Much talk has focused on the Right to Work and Affordable Care Act laws and their impact on employers. Seldom mentioned in all the buzz is the often more vexing impact of what seems to be a law of nature: the law of unintended, or from the employer’s standpoint maybe unanticipated, consequences. This law seems to apply with a vengeance to government regulation of primarily economic behavior, perhaps because the operation of the free market in response to that regulation goes where it goes, regardless of legislative intent.
Employers plan for the consequences of new laws and so can be prepared to adjust to new requirements. They may also be ready for the “first wave” of unintended consequences commentaries have predicted, for example the prediction that many employers will opt out of providing health care directly to employees as a result of ACA (although there is a school of thought that perhaps this was not altogether an “unintended” consequence by those who might ultimately prefer a “single payor” system).
But what surprise effects will these new laws be the cause of?

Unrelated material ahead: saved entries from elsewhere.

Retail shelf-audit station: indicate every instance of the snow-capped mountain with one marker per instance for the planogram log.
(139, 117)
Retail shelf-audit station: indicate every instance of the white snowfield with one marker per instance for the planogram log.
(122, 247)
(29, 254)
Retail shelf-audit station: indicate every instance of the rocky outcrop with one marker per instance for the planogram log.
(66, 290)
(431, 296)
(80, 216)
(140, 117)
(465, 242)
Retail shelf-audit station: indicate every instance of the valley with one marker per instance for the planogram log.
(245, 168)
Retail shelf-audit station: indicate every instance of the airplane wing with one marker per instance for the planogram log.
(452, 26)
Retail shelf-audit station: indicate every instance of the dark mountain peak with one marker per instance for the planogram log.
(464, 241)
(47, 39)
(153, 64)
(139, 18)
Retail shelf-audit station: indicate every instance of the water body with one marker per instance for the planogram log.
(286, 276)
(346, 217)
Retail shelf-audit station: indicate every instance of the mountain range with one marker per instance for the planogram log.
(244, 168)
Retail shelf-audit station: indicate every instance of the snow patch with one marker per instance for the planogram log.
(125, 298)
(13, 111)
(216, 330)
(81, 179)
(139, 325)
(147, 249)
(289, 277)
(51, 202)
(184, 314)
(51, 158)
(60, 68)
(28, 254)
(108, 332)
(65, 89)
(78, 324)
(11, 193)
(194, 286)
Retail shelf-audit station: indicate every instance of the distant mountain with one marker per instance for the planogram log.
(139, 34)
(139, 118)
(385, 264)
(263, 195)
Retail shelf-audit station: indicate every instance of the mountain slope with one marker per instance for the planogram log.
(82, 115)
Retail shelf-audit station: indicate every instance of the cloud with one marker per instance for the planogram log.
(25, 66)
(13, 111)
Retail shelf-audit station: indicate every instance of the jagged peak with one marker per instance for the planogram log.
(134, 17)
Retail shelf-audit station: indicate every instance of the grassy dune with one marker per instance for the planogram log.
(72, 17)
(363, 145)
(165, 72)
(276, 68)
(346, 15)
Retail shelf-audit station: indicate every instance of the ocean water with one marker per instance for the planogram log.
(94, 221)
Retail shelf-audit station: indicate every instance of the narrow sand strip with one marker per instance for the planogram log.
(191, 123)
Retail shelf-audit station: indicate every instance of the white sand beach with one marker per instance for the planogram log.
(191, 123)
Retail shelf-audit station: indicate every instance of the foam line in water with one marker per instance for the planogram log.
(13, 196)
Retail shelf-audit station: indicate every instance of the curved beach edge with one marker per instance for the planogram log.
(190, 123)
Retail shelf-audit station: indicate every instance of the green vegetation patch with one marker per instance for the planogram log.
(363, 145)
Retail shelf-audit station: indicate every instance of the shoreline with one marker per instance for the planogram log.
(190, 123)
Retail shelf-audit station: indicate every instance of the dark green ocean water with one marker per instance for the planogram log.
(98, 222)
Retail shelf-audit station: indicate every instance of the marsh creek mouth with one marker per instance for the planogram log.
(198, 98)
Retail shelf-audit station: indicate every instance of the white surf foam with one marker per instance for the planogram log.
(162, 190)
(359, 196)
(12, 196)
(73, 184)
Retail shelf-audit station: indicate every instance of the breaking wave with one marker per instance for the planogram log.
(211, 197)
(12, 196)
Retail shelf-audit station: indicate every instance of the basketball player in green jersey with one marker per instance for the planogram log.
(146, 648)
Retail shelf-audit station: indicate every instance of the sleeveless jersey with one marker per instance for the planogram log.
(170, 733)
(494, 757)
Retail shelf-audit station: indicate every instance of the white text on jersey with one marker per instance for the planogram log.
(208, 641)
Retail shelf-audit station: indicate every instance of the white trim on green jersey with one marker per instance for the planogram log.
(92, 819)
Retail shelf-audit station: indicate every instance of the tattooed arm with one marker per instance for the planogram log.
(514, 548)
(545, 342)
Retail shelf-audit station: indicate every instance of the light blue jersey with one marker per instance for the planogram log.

I wish I knew. What happens to other voluntary employer-provided “fringe benefits” when the mother of all “fringe benefits” is no longer a matter of employer choice in the way it traditionally was, or if it isn’t offered by the employer at all? What happens when you tell a state full of compulsory union dues payers that they don’t have to pay any more; or, said another way, what happens when unions enter a consumer-based, competitive free market? Will the union that figures out how to give its customers value at a good price come out stronger?
Sometimes it takes years to discern these effects, and even then it’s pretty hard to explain why things happen the way they do.
But lately I have been wondering if one generation’s prohibition against mandatory retirement is a generation once removed’s delayed entry into the job market, with all that entails. You never know.
So be prepared, I guess, the best you can be.